Metabolism and nutrition disorders: Porphyria.
Nervous system disorders: Dizziness, vertigo.
Renal and urinary disorders: Red-colored urine; rarely, anuria, oliguria, proteinuria, acute kidney failure, interstitial nephritis.
Respiratory, thoracic and mediastinal disorders: Sore throat, dyspnoea, bronchospasm.
Skin and subcutaneous tissue disorders: Erythema, pruritus, rash, burning sensation, local oedema, urticaria.
Potentially Fatal: Rarely, hypersensitivity reactions (e.g. anaphylactic shock), Stevens-Johnson syndrome, Lyell’s syndrome, haemolytic anaemia, aplastic anaemia, agranulocytosis, thrombocytopenia, pancytopenia.
Patient Counseling Information
This drug may impair concentration, if affected, do not drive or operate machinery.
Monitoring Parameters
Monitor CBC including differential; for signs and symptoms of hypersensitivity, hypotensive reactions and skin related adverse reactions.
Overdosage
Symptoms: Nausea, vomiting, headache, weakness, fever, abdominal pain, renal impairment, acute kidney failure, interstitial nephritis; rarely, somnolence, vertigo, spasms, coma, convulsions, hypotension, shock, tachycardia.

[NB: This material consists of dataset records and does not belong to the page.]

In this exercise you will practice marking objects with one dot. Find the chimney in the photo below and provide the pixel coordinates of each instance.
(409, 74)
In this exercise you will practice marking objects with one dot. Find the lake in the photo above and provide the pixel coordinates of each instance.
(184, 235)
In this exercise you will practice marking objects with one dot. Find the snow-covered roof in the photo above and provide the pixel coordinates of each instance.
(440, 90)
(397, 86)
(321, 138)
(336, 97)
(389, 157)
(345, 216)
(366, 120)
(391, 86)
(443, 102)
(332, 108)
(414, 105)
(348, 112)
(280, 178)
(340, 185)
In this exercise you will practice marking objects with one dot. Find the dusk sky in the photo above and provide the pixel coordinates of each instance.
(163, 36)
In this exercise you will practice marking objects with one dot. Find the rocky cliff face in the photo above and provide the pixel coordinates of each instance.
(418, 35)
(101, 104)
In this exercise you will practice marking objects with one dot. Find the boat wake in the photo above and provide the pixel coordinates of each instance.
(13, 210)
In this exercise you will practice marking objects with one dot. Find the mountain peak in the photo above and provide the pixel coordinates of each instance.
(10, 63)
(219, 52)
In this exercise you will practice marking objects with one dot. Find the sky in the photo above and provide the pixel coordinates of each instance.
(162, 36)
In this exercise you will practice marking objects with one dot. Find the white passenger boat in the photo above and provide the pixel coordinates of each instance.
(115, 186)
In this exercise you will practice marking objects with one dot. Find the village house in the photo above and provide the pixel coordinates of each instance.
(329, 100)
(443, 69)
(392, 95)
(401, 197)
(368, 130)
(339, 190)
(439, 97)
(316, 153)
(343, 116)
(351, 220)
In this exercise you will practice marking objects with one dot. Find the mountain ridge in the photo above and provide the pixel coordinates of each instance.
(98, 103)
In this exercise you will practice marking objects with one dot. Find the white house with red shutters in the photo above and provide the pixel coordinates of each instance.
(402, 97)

Management: May decrease absorption by performing gastric lavage or by giving activated carbon. May eliminate MAA from the body through haemodialysis, haemoperfusion, haemofiltration or plasma filtration. Give symptomatic and supportive treatment.
Drug Interactions
Risk of thrombocytopenia with anticoagulants. Risk of severe hypothermia with other phenothiazines, chlorpromazine. Increased effect/toxicity with TCA(s), oral contraceptives, MAOI(s), allopurinol. Decreased effect with barbiturates, glutethimide, phenylbutazone. Increases haematotoxicity effects of methotrexate. Increases effects of oral antidiabetic agents, sulfonamides, phenytoin. Decreases levels of bupropion, ciclosporin.
Food Interaction
Increased effect with alcohol. Avoid alcohol.
Action
Description: Metamizole, an NSAID, has analgesic, antipyretic and anti-inflammatory properties. It reduces prostaglandin synthesis by inhibiting cyclooxygenase (COX)-1 and 2. It also stimulates the secretion of β-endorphins by the pituitary hypothalamus, reduces the level of endogenous pyrogens and affects the thermoregulation centre in the hypothalamus.
Synonym: dipyrone, sulpyrine.
Pharmacokinetics:
Absorption: Hydrolysed in the gastrointestinal tract to the active metabolite 4-methyl-amino-antipyrine (MAA). Bioavailability: Approx 90% (MAA). Time to peak plasma concentration: 1-2 hours (oral).
Distribution: Crosses the placenta and enters breastmilk. Plasma protein binding: 58% (MAA), 48% [4-amino-antipyrine (AA)], 14% [4-acetylamino-antipyrine (AAA)] and 18% [formyl-amino-antipyrine (FAA)].
Metabolism: Metabolised in the liver into 4-formyl-amino-antipyrine (FAA) and other metabolites.
Excretion: Mainly via urine (approx 90% as metabolites); faeces (approx 10%). Plasma elimination half-life: Approx 14 minutes (IV).
Chemical Structure

Chemical Structure Image
Metamizole

Source: National Center for Biotechnology Information. PubChem Database. Metamizole, CID=3111, https://pubchem.ncbi.nlm.nih.gov/compound/Metamizole (accessed on Jan. 22, 2020)

Storage
Store below 25°C. Protect from light.
MIMS Class
Analgesics (Non-Opioid) & Antipyretics
ATC Classification
N02BB02 - metamizole sodium ; Belongs to the class of pyrazolone preparations. Used to relieve pain and fever.
References
Anon. Dipyrone [INT]. Lexicomp Online. Hudson, Ohio. Wolters Kluwer Clinical Drug Information, Inc. https://online.lexi.com. Accessed 24/07/2018.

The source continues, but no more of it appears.